TEMPO.CO, Jakarta - Rapat Badan Anggaran Dewan Perwakilan Rakyat Daerah dengan Dinas Perhubungan DKI Jakarta menjadi pertemuan yang sengit. Anggota Dewan dan Kepala Dinas Perhubungan Andri Yansyah saling sergah saat keduanya menyampaikan jawaban.

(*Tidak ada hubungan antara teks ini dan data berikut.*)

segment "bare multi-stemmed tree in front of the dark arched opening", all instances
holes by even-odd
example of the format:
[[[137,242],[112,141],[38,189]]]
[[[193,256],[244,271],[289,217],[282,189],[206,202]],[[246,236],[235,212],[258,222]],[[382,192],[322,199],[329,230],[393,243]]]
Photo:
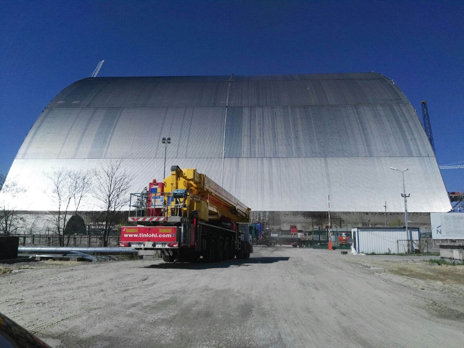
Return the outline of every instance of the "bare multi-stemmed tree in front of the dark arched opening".
[[[71,234],[65,238],[64,228],[71,218],[72,212],[77,214],[83,199],[90,191],[90,184],[93,172],[77,170],[72,171],[64,167],[52,168],[50,172],[44,173],[51,183],[51,197],[57,208],[57,213],[53,215],[52,224],[55,233],[58,235],[60,246],[69,245]],[[69,231],[72,229],[69,228]]]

Rapat yang mulanya membahas Kebijakan Umum Anggaran dan Prioritas Plafon Anggaran Sementara APBD 2016 itu melebar hingga pembahasan keabsahan moda transportasi Go-Jek, GrabBike, dan taksi Uber. "Mengapa moda transportasi itu tak ditertibkan, padahal jelas-jelas melanggar hukum?" ujar anggota Fraksi Partai Demokrasi Indonesia Perjuangan, Syahrial, di Kebon Sirih, Rabu, 16 September 2015.
Andri mengatakan Dinas sudah membuat satuan tugas khusus untuk menertibkan taksi Uber. Menurut dia, tim ini menggandeng Kepolisian Daerah Metro Jaya. "Taksi Uber memang melanggar Undang-Undang Nomor 22 Tahun 2009 tentang Lalu Lintas dan Angkutan Jalan," ujar mantan Sekretaris Kota Jakarta Timur itu.
Menurut dia, pelanggaran taksi Uber ialah tak memiliki badan hukum tapi menjalankan bisnis angkutan umum. Sejauh ini taksi Uber hanya mengandalkan aplikasi lewat telepon seluler, tapi tak kunjung berbadan hukum, sehingga Dinas menganggapnya sebagai angkutan ilegal.
Belum selesai menjelaskan, Muhammad Taufik, yang menjadi pemimpin Rapat Badan Anggaran, menyela. Menurut dia, pelanggaran tak hanya dilakukan taksi Uber, tapi juga Go-Jek dan GrabBike. "Berani tidak Anda umumkan ke publik bahwa Go-Jek dan kawan-kawannya itu ilegal," ujar Wakil Ketua DPRD DKI itu.
Menurut Andri, Dinas tak bisa menertibkan Go-Jek dan GrabBike. Sebab, masyarakat sekarang sedang membutuhkan moda transportasi yang identik dengan warna hijau itu. "Bisa ada gejolak sosial yang terjadi bila Dinas menertibkan Go-Jek dan GrabBike," ujarnya.
Tak hanya gejolak sosial yang terjadi, kerugian ekonomi bagi masyarakat kecil juga bisa langsung dirasakan. Sebab, Dinas tak bisa tebang pilih saat menertibkan Go-Jek dan GrabBike lantaran pihaknya juga harus menertibkan ojek konvensional. "Ini menyangkut mata pencarian masyarakat yang sudah puluhan tahun berprofesi tukang ojek," ujarnya.
Dia mengungkapkan sedang menggodok usul revisi Undang-Undang Nomor 22 Tahun 2009. Andri menyebutkan konsep yang sedang ia pikirkan untuk mengakomodasi perkembangan Go-Jek ialah memasukkan aturan jasa angkutan perseorangan. Regulasi itu nantinya bisa melarang pengemudi ojek menunggu penumpang di satu tempat karena sudah terhubung dengan aplikasi. "Undang-undang, selama bukan kitab suci, masih bisa diubah seiring dengan perkembangan zaman," tuturnya.